Oracle databases with SnapMirror and SyncMirror
Nearly every application requires data replication.
At the most basic level, replication can mean a copy on tape stored offsite or application-level replication to a standby location. Disaster recovery refers to the use of those replica copies to bring a service online in the event of catastrophic loss of service.
ONTAP offers multiple replication options to address a variety of requirements natively within the storage array, covering a complete spectrum of needs. These options can include simple replication of backups to a remote site up to a synchronous, fully automated solution that delivers both disaster recovery and high availability in the same platform.
The primary ONTAP replication technologies applicable to applications are the NetApp SnapMirror and NetApp SyncMirror technologies. These are not add-on products; rather they are fully integrated into ONTAP and are activated by the simple addition of a license key. Storage-level replication is not the only option either. Application-level replication, such as with Oracle DataGuard, can also integrate into a data protection strategy based on ONTAP.

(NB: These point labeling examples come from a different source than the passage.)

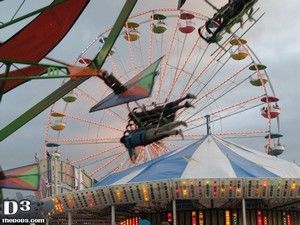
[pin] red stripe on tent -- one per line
(40, 36)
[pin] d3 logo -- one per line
(11, 207)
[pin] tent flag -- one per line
(23, 178)
(138, 88)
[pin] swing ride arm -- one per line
(71, 84)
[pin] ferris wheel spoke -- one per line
(214, 75)
(217, 87)
(187, 89)
(238, 104)
(223, 117)
(91, 122)
(150, 43)
(195, 69)
(179, 71)
(218, 98)
(94, 155)
(164, 67)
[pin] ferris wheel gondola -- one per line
(190, 65)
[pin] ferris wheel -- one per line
(231, 86)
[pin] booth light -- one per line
(259, 217)
(284, 219)
(289, 219)
(265, 220)
(201, 218)
(194, 218)
(293, 187)
(169, 217)
(234, 218)
(227, 217)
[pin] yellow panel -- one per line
(238, 41)
(58, 126)
(131, 37)
(239, 55)
(57, 114)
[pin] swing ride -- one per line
(164, 79)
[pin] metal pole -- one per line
(174, 212)
(113, 215)
(244, 211)
(69, 218)
(207, 124)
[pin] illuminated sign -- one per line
(227, 217)
(201, 218)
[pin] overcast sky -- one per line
(275, 40)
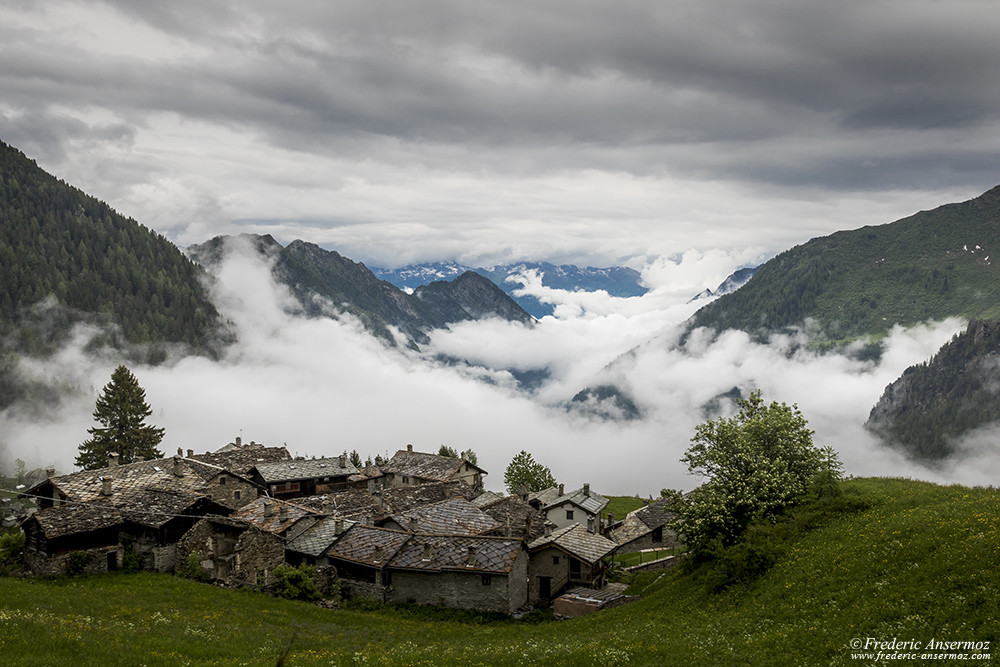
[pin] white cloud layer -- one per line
(323, 386)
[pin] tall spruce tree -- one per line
(121, 412)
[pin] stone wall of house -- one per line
(234, 493)
(463, 590)
(542, 565)
(52, 566)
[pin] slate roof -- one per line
(578, 541)
(641, 522)
(455, 516)
(77, 518)
(318, 537)
(253, 513)
(549, 498)
(425, 466)
(485, 498)
(242, 460)
(403, 498)
(512, 511)
(438, 553)
(298, 469)
(87, 485)
(368, 545)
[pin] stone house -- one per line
(175, 474)
(410, 468)
(53, 533)
(571, 555)
(361, 556)
(462, 571)
(304, 477)
(231, 551)
(455, 516)
(645, 528)
(563, 509)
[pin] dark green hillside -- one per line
(919, 565)
(855, 284)
(57, 241)
(933, 403)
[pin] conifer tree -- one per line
(121, 412)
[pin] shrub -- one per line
(295, 583)
(76, 563)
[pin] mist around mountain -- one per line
(858, 284)
(618, 281)
(933, 404)
(325, 283)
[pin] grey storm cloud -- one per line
(405, 114)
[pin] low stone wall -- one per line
(658, 564)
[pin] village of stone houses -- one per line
(418, 528)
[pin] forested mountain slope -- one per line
(56, 241)
(934, 403)
(856, 284)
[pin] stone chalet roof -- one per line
(242, 460)
(425, 466)
(463, 553)
(368, 545)
(253, 513)
(298, 469)
(514, 512)
(318, 537)
(87, 485)
(549, 498)
(486, 498)
(455, 516)
(76, 518)
(402, 498)
(577, 541)
(156, 507)
(641, 522)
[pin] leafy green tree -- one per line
(524, 472)
(121, 412)
(755, 464)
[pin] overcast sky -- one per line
(588, 132)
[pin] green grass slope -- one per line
(860, 283)
(920, 564)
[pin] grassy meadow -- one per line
(919, 564)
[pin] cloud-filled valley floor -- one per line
(323, 386)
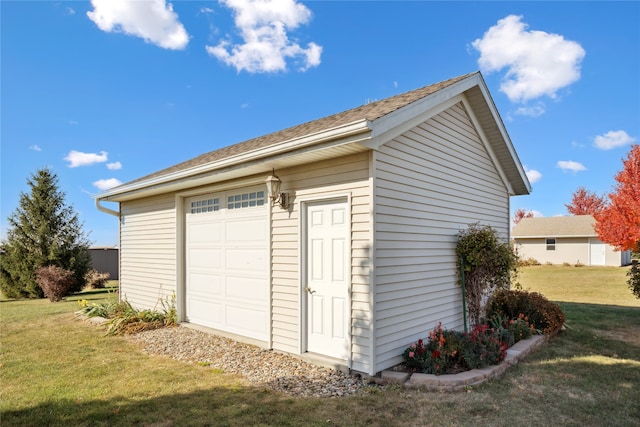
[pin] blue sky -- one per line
(106, 91)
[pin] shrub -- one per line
(634, 278)
(95, 280)
(543, 314)
(488, 264)
(448, 351)
(483, 348)
(54, 281)
(510, 331)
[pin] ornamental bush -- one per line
(488, 264)
(544, 315)
(634, 278)
(448, 351)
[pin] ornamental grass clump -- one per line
(124, 319)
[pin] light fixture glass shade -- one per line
(273, 187)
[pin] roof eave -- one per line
(343, 134)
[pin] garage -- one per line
(227, 255)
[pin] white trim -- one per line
(327, 135)
(180, 257)
(302, 202)
(392, 125)
(373, 353)
(487, 146)
(503, 131)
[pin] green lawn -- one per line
(57, 371)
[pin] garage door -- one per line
(227, 263)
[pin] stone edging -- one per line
(463, 380)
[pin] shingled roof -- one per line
(370, 112)
(352, 131)
(557, 226)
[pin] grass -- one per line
(591, 285)
(59, 371)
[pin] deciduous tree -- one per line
(43, 231)
(619, 223)
(585, 202)
(520, 214)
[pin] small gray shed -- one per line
(104, 259)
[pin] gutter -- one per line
(106, 210)
(335, 133)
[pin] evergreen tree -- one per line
(42, 231)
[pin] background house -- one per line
(353, 257)
(565, 239)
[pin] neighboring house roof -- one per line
(344, 133)
(557, 226)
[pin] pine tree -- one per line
(42, 231)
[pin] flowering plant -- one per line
(440, 354)
(449, 351)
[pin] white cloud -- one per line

The right choice depends on the specific replication, recovery, and retention requirements.
ONTAP SnapMirror
SnapMirror is the NetApp asynchronous replication solution, ideally suited for protecting large, complicated, and dynamic datasets such as databases and their associated applications. Its key values are as follows:
-
Manageability. SnapMirror is easy to configure and manage because it is a native part of the storage software. No add-on products are required. Replication relationships can be established in minutes and can be managed directly on the storage system.
-
Simplicity. Replication is based on FlexVol volumes, which are containers of LUNs or files that are replicated as a single consistent group.
-
Efficiency. After the initial replication relationship is established, only changes are replicated. Furthermore, efficiency features such as deduplication and compression are preserved, further reducing the amount of data that must be transferred to a remote site.
-
Flexibility. Mirrors can be temporarily broken to allow testing of disaster recovery procedures, and then the mirroring can be easily reestablished with no need for a complete remirroring. Only the changed data must be applied to bring the mirrors back into sync. Mirroring can also be reversed to allow a rapid resync after the disaster concludes and the original site is back in service. Finally, read-write clones of replicated data are available for testing and development.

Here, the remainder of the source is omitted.